絶対主従関係。-俺様なアイツ-
「な、何……?」

 禅くんは賄いのメニューを言い当てるかのように、軽やかな口調で言う。


「今日いらっしゃるのは、帝の婚約者だ」


 こ、婚約……?

あたしの疑問だらけの顔に、禅くんは少しだけ優しく笑った。


「まあ、帝だけじゃなく皇さまもだけど、あの藤堂家の年頃の御曹司に結婚話がでないほうがおかしいよな」


 な、なんだろう……すごく、胸騒ぎ。


「こ、皇さまも?」

 思わずついで出た言葉に、苦笑いをされた。


「皇さまは──うん、まあ、いろいろあるんだろ」

 禅くんは口を濁す。

彼もまた、紅葉さんのことを知っているのだろうか。


「ほらほら、早く行こうぜ!そんな亀歩行じゃ俺まで怒られちまう!」


「ま、待ってよおっ!」

 ひょいとあたしのカバンをひったくるように肩にかけて先を行ってしまった。

慌ててその背中を追いかけた。



 背の高い柵が並び始め、お屋敷に近づいたことを知らせる。

「ねえ、禅くん、婚約者って……」

 一歩前を少し早めに歩く禅くんに追いつくのに必死だった。

「知りたい?」

 そういって立ち止まった彼の目は、ちょっとだけ怖かった。

なにか心の中を探るような、まっすぐな視線。


「だ、だって、あたし失礼なことをしてしまうかもしれないし……」

 まだまだ半人前なあたしだ、可能性はゼロではない。

けれど、禅くんの物言いたげな態度に、どうしても恐怖感を拭えなかった。


「……本当に?それだけ?」

 顔をうかがうようにされて、鼓動は早くなるだけだった。


「そ、それ以外に、なにがあるの……?」

 なんとか搾り出した声に、禅くんはようやくふっと表情を緩めた。


「ごめん、不安にさせたよね」

 ほんの少し鳴きそうにも見えたけれど、禅くんはいつものようにニカっと笑って見せた。

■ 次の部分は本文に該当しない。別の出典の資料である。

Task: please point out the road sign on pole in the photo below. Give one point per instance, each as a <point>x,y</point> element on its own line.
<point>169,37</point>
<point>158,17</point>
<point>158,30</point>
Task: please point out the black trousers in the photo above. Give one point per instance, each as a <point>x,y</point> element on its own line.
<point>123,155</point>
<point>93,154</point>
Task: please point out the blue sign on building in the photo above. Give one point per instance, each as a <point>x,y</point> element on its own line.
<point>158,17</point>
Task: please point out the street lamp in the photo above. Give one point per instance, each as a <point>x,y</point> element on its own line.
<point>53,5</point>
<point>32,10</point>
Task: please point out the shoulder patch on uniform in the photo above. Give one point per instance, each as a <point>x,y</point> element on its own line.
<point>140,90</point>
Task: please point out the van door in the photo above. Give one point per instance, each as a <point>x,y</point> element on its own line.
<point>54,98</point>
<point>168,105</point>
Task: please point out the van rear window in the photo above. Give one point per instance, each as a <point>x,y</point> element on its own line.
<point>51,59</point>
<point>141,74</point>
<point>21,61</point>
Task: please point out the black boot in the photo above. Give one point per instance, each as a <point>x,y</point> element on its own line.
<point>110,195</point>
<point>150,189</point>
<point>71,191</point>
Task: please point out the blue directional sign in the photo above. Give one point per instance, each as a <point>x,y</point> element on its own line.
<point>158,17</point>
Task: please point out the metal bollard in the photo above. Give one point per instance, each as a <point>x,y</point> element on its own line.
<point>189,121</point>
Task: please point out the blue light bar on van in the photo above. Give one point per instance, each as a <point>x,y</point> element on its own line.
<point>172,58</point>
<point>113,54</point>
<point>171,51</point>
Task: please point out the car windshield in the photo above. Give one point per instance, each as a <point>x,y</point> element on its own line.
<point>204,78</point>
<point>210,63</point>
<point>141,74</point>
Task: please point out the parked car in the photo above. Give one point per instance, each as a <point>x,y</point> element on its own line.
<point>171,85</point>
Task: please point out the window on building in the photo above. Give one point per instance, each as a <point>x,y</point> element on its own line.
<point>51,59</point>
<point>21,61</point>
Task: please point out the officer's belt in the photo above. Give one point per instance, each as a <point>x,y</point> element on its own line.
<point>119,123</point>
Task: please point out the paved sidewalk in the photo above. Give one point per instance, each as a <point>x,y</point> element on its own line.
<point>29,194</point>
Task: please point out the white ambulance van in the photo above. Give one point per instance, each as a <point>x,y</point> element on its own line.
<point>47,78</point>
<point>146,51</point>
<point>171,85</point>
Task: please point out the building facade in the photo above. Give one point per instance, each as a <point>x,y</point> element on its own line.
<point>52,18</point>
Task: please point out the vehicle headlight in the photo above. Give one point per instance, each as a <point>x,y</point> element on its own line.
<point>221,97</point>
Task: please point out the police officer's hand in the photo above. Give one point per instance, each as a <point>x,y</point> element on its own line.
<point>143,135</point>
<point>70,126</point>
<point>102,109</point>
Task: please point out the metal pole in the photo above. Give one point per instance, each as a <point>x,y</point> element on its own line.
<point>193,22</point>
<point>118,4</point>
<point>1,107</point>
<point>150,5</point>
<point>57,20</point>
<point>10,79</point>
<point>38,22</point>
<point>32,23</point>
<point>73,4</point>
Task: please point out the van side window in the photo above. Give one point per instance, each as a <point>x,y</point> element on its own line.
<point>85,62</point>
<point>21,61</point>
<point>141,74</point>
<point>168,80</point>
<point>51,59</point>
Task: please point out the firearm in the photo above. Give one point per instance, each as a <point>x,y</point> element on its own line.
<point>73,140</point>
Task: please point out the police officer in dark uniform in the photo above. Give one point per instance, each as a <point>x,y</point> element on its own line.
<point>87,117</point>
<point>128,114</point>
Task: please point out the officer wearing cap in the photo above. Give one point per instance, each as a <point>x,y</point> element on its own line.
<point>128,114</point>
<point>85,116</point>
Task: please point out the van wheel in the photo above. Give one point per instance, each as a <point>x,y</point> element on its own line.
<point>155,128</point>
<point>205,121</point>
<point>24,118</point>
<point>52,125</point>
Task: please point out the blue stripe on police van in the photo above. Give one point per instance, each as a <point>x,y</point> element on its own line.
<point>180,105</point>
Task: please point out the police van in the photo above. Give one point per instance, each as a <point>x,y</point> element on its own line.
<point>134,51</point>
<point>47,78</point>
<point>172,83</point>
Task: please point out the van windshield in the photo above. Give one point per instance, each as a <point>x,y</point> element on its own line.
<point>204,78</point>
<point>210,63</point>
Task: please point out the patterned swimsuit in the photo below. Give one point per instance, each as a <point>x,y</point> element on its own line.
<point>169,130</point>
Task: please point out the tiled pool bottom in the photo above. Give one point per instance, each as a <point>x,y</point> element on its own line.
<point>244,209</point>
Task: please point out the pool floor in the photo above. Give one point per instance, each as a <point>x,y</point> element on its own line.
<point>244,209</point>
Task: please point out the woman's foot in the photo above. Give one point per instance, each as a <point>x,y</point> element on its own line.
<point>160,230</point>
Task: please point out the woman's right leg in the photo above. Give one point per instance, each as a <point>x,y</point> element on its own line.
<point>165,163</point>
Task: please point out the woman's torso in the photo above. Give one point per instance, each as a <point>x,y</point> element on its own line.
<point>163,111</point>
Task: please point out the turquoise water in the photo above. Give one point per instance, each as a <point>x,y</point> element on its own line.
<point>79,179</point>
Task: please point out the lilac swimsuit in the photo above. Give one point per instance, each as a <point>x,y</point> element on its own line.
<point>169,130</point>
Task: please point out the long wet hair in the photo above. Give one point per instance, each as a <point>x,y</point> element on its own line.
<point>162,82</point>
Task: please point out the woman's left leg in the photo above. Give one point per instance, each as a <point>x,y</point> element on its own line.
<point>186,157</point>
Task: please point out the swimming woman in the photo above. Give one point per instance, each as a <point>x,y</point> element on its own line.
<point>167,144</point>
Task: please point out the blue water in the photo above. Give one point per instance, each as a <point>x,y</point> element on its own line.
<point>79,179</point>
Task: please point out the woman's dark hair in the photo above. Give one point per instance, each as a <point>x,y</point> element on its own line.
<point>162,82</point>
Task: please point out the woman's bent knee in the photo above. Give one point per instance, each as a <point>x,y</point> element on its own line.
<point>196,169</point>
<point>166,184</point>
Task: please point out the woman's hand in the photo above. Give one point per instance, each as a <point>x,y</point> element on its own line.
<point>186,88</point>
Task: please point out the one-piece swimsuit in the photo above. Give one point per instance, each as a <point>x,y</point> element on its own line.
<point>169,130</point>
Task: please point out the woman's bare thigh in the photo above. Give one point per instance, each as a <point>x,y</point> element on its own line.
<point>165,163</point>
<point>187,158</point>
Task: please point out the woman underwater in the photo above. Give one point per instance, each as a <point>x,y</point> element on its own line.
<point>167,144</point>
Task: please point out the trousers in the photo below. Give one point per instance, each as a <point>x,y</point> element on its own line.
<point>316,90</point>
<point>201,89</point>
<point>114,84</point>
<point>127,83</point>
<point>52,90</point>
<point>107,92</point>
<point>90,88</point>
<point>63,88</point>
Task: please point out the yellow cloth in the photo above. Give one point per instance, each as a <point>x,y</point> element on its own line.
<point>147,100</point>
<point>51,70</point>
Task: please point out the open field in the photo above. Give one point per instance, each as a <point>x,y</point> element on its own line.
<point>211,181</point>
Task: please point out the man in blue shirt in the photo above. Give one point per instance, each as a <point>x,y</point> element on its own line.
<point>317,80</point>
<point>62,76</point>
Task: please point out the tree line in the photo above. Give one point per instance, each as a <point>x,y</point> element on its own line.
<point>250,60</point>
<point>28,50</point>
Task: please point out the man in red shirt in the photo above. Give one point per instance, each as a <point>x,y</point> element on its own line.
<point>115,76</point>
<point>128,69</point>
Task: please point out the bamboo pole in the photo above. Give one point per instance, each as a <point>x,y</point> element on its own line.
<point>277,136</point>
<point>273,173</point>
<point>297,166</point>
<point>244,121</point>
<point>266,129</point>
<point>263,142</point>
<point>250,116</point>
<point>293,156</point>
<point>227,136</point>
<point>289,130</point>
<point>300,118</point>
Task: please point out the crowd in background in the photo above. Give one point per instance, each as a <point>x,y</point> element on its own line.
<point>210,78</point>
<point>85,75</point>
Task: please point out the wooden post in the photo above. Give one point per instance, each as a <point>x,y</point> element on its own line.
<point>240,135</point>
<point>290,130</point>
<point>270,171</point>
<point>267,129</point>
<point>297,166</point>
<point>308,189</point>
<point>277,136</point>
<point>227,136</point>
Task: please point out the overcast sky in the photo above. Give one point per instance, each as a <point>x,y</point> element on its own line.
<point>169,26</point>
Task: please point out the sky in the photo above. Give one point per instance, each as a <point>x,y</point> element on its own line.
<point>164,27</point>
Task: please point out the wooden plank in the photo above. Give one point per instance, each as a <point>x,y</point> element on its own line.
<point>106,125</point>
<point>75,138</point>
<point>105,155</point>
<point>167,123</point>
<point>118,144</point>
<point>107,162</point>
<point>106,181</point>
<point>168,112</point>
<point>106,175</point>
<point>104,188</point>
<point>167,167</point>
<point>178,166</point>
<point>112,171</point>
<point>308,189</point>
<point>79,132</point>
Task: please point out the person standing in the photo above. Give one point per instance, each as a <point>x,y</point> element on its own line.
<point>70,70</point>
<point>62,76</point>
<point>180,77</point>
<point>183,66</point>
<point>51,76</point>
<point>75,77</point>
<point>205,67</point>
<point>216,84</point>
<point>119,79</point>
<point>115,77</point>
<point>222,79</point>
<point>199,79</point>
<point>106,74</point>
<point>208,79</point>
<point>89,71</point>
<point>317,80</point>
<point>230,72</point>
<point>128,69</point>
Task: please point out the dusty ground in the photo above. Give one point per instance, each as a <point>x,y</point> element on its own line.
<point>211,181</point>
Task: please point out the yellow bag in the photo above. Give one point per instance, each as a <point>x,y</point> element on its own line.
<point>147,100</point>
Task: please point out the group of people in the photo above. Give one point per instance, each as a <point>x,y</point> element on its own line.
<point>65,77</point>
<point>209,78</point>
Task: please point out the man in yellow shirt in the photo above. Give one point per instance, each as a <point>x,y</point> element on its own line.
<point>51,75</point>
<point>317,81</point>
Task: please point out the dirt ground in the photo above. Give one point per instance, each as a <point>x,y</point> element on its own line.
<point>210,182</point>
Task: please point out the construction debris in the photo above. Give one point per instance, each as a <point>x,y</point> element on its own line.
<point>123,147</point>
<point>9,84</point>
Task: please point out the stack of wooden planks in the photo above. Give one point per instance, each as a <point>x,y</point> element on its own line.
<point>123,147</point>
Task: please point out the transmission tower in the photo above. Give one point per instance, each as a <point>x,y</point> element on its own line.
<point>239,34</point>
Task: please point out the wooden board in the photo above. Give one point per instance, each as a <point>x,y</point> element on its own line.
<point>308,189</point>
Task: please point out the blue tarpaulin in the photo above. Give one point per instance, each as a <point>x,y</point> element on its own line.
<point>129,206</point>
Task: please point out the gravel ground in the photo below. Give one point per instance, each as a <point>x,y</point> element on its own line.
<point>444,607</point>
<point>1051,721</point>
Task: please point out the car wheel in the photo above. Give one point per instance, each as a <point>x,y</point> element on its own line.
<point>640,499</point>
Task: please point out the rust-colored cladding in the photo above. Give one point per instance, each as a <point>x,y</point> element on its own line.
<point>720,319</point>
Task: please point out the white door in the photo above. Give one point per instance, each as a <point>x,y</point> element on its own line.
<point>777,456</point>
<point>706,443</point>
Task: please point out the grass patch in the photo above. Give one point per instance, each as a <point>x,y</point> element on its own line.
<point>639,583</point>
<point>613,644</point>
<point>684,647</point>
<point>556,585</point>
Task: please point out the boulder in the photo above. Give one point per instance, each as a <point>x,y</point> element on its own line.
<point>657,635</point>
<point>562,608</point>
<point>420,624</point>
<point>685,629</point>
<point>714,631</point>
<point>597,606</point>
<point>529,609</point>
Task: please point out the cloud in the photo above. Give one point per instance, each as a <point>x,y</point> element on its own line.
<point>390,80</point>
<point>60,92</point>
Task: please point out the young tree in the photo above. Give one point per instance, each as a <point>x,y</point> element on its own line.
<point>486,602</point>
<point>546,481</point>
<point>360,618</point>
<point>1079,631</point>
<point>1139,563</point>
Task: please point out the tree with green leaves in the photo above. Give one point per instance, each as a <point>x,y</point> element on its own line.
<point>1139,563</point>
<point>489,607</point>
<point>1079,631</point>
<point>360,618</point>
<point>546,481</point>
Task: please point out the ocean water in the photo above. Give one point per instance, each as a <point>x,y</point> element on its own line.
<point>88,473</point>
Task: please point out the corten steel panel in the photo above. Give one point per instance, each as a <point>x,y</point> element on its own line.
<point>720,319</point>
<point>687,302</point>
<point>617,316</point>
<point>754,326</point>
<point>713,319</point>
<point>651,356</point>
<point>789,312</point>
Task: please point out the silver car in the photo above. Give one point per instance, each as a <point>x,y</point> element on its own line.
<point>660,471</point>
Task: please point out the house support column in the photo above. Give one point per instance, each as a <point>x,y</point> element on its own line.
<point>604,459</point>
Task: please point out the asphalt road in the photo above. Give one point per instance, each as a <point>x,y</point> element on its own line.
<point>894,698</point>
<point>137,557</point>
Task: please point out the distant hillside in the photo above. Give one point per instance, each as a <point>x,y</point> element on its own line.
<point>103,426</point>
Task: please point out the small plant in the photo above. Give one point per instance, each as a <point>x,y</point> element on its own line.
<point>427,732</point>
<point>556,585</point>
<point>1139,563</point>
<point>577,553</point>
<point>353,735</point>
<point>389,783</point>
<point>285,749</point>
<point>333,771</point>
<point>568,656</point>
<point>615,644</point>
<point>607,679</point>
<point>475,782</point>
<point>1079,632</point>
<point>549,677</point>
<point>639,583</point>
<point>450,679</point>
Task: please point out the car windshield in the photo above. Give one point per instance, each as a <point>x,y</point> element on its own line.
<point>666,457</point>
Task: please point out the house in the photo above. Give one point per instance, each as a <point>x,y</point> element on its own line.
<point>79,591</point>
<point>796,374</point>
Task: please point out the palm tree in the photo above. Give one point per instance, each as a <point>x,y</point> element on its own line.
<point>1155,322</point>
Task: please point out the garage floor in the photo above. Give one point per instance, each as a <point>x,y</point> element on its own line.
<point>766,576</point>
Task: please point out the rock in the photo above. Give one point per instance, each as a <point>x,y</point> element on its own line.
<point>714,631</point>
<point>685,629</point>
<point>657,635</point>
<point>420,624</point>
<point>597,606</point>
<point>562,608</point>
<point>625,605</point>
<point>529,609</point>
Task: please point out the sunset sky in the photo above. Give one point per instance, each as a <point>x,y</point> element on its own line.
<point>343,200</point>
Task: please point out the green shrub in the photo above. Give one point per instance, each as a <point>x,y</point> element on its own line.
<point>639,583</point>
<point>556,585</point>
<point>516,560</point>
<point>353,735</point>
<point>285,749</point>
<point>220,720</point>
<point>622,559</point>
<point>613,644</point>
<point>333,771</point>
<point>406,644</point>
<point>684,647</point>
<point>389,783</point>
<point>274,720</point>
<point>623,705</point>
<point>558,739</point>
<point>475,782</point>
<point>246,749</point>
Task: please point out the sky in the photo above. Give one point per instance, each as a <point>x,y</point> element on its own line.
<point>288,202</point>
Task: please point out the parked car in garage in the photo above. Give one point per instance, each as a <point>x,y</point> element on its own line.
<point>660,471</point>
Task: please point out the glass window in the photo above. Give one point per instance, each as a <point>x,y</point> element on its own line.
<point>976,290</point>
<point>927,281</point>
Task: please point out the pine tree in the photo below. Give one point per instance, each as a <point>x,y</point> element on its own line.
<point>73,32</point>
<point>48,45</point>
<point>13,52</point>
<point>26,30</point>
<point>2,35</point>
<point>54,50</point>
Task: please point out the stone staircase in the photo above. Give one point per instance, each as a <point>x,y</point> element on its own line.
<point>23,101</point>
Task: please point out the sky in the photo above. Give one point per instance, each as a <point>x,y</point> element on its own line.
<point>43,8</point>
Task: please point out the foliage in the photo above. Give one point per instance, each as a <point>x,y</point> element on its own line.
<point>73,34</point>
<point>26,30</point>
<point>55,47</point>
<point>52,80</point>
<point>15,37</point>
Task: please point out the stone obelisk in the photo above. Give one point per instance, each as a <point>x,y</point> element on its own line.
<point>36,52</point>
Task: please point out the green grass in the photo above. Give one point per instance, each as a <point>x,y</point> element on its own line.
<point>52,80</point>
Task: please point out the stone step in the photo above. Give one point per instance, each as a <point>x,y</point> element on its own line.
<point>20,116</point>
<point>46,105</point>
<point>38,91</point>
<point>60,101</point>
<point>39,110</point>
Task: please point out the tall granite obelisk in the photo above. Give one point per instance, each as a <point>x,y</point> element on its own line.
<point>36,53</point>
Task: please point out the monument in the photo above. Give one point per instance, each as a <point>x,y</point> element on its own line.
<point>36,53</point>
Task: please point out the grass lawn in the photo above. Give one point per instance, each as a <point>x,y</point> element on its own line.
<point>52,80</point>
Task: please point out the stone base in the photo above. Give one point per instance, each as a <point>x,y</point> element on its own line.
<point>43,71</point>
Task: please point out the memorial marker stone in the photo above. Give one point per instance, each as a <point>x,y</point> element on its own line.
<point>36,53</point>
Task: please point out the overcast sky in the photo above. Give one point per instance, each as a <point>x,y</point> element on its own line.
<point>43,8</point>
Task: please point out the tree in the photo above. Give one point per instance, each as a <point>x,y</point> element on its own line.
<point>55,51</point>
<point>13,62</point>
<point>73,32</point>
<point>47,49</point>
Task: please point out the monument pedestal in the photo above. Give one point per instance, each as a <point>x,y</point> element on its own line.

「大丈夫だよ。彼女は名家のお嬢様だけれど滅多なことでは怒らないし、むしろ愛子ちゃんを気に入るかもしれないね」

 禅くんにそんなこともわかってしまうのか。

それでも一抹の不安は残る。


「そうだな、強いて言えば……」

「強いて言えば?」


 ふと仰ぎ見た禅くんの言葉を復唱してしまった。

なんでもない言葉に続く、恐ろしいことを予感させる。


「お付の子がね、スゴイかも」

 と、なんともチャーミングにぺろっと舌を出していた。